I think if you live in Manhattan and call up Blue Cross Blue Shield of Arkansas, they will be fine selling you a policy, so long as you come to Arkansas to use health care. Premiums are determined by benefits, contracts to provide care and the health risk of the insured. This is a much better applause line at a political rally than a policy, which will become clear once someone tries to write the legislation necessary to bring this about.
3) Foster adverse selection within the exchanges by deregulating plans sold outside them, e.g., repealing the requirement that insurers put all customers within a given state in one risk pool.
I have written positively about the Patients’ Choice Act, and think that it is the most comprehensive Republican plan put forth. Its biggest flaw (they could change this) is allowing tax credits to flow in and outside of exchanges, but altering pre-existing conditions inside them only. This won’t work and will lead to death spiral. Again, committing to the details, passing it through the Commerce Committee, CBO weighing in, etc. will likely be quite a shock for Republicans. They just don’t have experience in doing this. It is hard.
4) Reduce subsidies (“we can’t afford them”…).

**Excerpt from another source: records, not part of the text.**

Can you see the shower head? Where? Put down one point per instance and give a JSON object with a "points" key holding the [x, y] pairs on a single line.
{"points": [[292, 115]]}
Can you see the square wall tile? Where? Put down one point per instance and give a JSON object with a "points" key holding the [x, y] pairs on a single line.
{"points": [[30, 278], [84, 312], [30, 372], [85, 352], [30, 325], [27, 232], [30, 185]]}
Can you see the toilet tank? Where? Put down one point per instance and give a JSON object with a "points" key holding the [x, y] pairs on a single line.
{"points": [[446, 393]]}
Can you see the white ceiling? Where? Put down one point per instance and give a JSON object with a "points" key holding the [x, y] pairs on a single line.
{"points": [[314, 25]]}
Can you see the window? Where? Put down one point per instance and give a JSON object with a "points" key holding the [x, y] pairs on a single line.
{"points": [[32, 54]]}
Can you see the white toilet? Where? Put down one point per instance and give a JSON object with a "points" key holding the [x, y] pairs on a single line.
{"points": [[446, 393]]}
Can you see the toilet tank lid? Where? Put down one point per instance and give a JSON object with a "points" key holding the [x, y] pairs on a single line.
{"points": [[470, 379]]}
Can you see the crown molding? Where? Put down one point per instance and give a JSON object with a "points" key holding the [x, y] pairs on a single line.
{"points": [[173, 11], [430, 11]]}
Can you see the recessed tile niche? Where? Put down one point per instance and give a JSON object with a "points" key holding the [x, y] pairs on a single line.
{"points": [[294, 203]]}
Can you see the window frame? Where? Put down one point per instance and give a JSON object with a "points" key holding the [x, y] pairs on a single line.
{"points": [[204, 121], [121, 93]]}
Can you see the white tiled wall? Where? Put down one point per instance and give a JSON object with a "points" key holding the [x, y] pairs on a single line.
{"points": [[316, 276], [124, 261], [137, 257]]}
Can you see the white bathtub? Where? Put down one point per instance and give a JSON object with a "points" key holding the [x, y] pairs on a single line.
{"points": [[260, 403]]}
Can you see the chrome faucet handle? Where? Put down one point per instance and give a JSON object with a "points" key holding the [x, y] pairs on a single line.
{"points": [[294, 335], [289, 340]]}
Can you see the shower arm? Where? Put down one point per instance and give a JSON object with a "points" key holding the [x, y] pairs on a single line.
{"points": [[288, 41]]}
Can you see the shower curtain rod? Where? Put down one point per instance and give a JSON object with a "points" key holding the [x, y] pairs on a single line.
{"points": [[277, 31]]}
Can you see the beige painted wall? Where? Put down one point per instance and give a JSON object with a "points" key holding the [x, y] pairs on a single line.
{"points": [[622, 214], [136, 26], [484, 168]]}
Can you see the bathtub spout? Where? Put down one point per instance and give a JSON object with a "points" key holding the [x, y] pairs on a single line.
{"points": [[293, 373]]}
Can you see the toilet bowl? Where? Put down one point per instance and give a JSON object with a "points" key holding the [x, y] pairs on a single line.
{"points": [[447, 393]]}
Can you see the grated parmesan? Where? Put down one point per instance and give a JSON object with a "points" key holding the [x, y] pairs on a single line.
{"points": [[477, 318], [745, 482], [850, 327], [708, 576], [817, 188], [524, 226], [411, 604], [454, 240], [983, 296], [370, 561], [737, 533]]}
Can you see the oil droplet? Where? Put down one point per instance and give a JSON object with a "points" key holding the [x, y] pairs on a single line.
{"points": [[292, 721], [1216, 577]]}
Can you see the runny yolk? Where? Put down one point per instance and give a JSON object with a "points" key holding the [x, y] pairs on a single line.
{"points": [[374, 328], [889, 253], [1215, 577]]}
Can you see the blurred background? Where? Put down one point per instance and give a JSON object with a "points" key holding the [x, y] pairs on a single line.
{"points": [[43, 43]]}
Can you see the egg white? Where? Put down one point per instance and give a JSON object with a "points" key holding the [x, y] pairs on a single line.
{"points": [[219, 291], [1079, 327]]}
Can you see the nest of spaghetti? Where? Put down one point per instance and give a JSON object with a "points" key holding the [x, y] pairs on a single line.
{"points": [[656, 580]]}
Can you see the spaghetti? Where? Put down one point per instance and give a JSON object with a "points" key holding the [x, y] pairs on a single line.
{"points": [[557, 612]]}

Maybe so. But, then premium shock. There definitely could be some changing of the subsidy level to try and smooth out the impact of the existing subsidy structure on marginal labor income tax rates. Of course doing this will increase the cost of the bill. The goldilocks principle “its juuuuuust right” is elusive. Again, it is hard to get this correct.
5) Reduce federal reimbursement for Medicaid expansion; block-grant Medicaid.
The biggest block to a block grant that is simply designed to limit federal costs and say “tag, you’re it” to states will be all 50 Governors, regardless of party. There are some more nuanced policies that focus on the different “parts” of the Medicaid program that I would actually support over the long run (more state responsibility for acute care insurance for states, federalizing the cost of the dual eligibles). I suggest this as a long term strategy in North Carolina. The focus of health reform is now in the States, and I suspect that will continue.
update: I fixed some typos and clarified a few things.